TENGs, also known as triboelectric nanogenerators, are used to convert mechanical energy into electricity. Essentially, a periodic contact and separation between two materials with various charge affinities acts as a charge-pump – alternately driving induced electrons to flow between the electrodes through an external load.
Image Credit: Georgia Institute Of Technology (via EDN)
Perhaps not surprisingly, researchers at the Georgia Institute of Technology are developing TENGs that could ultimately be capable of powering small electronics for wearable devices.
“Using four different modes of operation, they’ve harvested energy from a range of sources such as body motion, fabrics, vibrations from human walking, hand pressing, a shoe insole, vibration of a string or tree branch, machine vibration, elastic energy in a sponge structure, and sound waves in air and water,” said Pickering.
Meanwhile, researchers in Korea have reportedly developed a fully flexible, foldable wearable TENG with an output of 170V and 120uA (in a four-layer stacked configuration). The technology has apparently been used to power LEDs, an LCD display and a keyless vehicle entry system.

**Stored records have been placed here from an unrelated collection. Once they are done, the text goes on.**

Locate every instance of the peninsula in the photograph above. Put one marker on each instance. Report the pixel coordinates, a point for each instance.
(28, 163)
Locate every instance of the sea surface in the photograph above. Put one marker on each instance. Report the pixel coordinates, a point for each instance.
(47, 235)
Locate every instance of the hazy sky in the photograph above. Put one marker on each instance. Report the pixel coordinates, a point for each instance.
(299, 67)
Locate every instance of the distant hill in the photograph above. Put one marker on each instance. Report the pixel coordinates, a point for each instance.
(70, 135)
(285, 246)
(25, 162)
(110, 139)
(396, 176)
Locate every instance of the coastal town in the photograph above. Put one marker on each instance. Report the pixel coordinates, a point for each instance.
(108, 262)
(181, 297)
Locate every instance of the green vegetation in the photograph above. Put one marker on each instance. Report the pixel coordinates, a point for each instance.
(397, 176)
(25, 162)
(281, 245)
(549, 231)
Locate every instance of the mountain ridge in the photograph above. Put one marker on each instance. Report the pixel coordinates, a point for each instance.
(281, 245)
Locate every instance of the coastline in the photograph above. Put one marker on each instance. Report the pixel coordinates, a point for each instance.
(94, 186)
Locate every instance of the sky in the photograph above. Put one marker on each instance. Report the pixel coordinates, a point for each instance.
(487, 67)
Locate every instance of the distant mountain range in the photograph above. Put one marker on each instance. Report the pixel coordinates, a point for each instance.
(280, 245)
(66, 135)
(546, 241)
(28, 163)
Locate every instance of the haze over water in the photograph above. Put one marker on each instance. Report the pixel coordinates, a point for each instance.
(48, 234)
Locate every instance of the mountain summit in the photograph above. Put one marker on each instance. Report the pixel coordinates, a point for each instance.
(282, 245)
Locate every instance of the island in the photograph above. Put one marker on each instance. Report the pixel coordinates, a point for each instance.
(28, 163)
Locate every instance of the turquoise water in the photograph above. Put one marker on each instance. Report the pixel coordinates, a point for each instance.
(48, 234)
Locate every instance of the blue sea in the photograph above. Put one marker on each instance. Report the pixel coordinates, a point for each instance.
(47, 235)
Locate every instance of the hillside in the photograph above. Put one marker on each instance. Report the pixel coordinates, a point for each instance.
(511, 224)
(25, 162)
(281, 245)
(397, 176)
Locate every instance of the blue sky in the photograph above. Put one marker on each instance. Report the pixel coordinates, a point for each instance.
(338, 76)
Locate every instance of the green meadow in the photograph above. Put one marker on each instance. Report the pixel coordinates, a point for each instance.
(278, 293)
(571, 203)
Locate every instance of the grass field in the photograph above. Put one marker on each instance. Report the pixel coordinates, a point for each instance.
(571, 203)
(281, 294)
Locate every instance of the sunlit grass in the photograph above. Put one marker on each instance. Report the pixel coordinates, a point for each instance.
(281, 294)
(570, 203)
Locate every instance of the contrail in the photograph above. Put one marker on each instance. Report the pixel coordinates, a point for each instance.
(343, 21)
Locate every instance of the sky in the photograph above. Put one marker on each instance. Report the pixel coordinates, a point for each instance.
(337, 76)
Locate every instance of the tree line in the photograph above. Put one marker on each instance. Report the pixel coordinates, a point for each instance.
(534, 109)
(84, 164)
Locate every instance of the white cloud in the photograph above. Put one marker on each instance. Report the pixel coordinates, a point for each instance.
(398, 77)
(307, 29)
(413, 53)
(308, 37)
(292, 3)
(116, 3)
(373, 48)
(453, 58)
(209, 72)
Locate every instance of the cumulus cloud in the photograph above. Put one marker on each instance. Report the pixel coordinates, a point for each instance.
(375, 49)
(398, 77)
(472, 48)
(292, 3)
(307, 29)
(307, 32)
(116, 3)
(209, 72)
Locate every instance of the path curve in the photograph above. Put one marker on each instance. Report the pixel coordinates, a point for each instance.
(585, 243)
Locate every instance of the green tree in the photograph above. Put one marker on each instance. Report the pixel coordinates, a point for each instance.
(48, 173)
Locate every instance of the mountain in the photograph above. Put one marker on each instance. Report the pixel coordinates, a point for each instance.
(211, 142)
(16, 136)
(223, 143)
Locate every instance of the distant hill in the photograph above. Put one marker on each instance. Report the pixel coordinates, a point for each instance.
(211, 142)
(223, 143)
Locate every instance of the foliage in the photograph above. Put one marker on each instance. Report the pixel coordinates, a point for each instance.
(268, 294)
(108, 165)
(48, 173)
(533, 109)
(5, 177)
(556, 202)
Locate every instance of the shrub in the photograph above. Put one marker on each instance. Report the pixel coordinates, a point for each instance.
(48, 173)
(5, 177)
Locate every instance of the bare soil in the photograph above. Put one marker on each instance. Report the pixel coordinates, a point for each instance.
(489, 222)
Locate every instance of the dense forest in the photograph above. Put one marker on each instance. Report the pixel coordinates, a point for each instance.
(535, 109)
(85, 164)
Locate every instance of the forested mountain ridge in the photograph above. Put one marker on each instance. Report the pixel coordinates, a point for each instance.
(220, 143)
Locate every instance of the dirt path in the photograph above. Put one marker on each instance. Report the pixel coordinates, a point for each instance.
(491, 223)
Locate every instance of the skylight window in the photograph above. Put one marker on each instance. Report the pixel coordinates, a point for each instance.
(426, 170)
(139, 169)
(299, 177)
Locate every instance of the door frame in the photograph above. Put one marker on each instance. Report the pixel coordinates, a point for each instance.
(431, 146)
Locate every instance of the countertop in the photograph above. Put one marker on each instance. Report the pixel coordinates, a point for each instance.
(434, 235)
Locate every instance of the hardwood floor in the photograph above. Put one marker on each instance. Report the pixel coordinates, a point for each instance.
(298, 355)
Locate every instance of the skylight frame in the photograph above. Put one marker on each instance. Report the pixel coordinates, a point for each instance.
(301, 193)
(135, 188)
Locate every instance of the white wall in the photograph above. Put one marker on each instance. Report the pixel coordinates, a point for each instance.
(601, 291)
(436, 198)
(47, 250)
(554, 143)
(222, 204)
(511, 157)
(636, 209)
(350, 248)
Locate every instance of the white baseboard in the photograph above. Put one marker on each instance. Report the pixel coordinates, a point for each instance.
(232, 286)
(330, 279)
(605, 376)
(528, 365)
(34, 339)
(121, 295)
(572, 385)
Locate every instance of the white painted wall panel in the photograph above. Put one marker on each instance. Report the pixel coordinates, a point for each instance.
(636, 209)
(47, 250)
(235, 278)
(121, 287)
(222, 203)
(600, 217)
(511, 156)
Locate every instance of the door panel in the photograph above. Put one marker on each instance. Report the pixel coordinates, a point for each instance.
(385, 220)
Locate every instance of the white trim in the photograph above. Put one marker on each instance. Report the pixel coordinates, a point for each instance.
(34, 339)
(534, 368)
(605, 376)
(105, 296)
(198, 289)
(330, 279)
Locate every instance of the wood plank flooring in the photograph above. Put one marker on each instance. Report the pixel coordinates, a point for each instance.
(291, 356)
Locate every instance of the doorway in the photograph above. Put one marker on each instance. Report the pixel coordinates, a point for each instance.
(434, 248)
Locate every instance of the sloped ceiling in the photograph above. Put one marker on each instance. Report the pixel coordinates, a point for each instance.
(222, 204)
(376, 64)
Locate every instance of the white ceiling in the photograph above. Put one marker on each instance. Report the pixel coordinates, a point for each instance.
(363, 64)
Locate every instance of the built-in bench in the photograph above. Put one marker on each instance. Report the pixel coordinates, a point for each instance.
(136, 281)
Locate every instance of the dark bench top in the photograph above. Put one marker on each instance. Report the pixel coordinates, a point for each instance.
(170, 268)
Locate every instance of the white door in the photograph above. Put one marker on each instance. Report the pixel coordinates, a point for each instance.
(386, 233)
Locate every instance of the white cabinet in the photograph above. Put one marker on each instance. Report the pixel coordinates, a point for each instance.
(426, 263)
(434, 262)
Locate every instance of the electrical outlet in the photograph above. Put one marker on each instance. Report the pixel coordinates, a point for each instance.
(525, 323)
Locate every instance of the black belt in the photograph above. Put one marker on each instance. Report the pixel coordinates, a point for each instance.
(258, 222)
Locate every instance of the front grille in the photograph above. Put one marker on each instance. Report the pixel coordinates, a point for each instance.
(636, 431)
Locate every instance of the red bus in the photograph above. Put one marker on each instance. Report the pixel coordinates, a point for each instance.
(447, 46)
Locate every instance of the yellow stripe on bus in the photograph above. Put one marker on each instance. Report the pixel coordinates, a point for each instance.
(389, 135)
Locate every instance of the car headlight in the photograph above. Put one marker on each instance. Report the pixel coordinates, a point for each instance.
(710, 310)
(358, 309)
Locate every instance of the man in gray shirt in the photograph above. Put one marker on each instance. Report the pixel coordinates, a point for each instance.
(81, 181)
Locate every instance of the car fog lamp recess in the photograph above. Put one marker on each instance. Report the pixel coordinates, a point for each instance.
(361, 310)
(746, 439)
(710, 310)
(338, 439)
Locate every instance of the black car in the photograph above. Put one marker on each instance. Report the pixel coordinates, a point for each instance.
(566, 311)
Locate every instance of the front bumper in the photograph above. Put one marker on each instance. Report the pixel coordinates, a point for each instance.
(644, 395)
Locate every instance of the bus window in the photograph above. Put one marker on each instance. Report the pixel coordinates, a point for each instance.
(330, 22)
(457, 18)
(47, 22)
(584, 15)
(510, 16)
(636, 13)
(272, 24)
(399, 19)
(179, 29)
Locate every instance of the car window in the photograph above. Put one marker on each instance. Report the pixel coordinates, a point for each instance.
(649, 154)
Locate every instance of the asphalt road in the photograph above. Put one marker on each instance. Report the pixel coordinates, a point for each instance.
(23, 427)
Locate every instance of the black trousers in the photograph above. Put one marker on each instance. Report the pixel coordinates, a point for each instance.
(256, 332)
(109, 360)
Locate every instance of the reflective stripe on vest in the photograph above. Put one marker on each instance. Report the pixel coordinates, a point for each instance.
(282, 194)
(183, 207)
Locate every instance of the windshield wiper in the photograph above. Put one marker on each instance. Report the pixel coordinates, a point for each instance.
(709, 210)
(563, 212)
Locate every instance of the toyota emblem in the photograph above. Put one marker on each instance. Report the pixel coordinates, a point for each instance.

According to Patrick Gill, a Principal Research Scientist at Rambus, triboelectric and hybrid piezo/triboelectric generators harness the power of touch to bring digital circuits to life.
“They show a lot of promise as power sources for applications, which are expected to perform only when some force is applied,” he explained. “This means switches and buttons may become self-powered, pages on a physical book could generate power from page turns and your steps could power smart shoes.”
As a general trend, says Gill, increasingly sophisticated wireless IoT functionality is enabled by such progress.
“As energy generation, management and storage techniques provide more power, ever more efficient data radios – embedded processors and smart sensors require less of it,” he added.